User:Gang Chen/GSoC 2013 Application: "Sliding Window PoS Tagger"

From Apertium
Jump to navigation Jump to search

List your skills and give evidence of your qualifications.

I am currently a 2-nd year postgraduate majoring in Natural Language Processing.

During the recent 2 years, I have been interning in a statistical machine translation team of Youdao Inc..

There, I brought up 2 language pairs (Spanish-Chinese and Russian Chinese) into online services [1]. With that chance, I explored the whole pipeline of a statistical machine translation system, including bilingual data crawling and filtering , word alignment, model extraction, and parameter tunning, etc.

I also used Map-Reduce framework to processe large amounts of text, to improve the Ngram language models, which a significant +0.5 BLEU quality improvement for Chinese-English translation. During that, I watched and analysed a lot of raw text and ngram data, read many papers on data selection and domain adaptation, and conducted various kinds of experiments on text filtering and cleaning. Thanks to that project, it made me form a habit of analysing bad cases and data, instead of blindly doing the black-box parameter tuning without thinking.

Besides, I also took part in a project for speeding up the translation decoder, and gained a significant 2x efficiency improvement at very little quality cost. We watched a lot of bad cases, analyse them linguistically, and finally we made a good balance between translation qualitiy and speed.

During my undergraduate period, I took courses on linguistics, mathematics and computer science, where I got the basic knowledge about languistic analyses and programming. I also took part in the development of some NLP systems, such as the construction of Chinese Concept Dictionary, which is a a WordNet-like Chinese ontology, a lexical similarity computation software written in Java, and especially, an supervised HMM PoS tagger written in C++, which I think may help to the implementation of the Sliding-window PoS tagger.

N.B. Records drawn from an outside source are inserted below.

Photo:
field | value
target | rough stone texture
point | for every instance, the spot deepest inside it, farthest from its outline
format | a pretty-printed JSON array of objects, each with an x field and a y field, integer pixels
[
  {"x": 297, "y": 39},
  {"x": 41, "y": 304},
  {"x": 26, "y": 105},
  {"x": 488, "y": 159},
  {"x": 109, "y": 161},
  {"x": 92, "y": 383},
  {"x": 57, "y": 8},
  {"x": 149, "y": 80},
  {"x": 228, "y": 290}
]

As to the coding skills, I have 3 years' experience programming in Java and C++, and I am also familiar with basic Python and Shell for dealing with light-weight tasks.

With the knowledge and experiences on natural language processing, I am confident in accomplishing the task well.

This is the first time that I take part in an open source project, and I'm excited about it! I have been using open source toolkits for long, for example, the Moses machine translation toolkit, Srilm language model, OpenNLP toolkit, etc, and they all brought great help to me. I'd be happy to make some contributions to the open source community, and try best to adapt myself to the open source developing environment.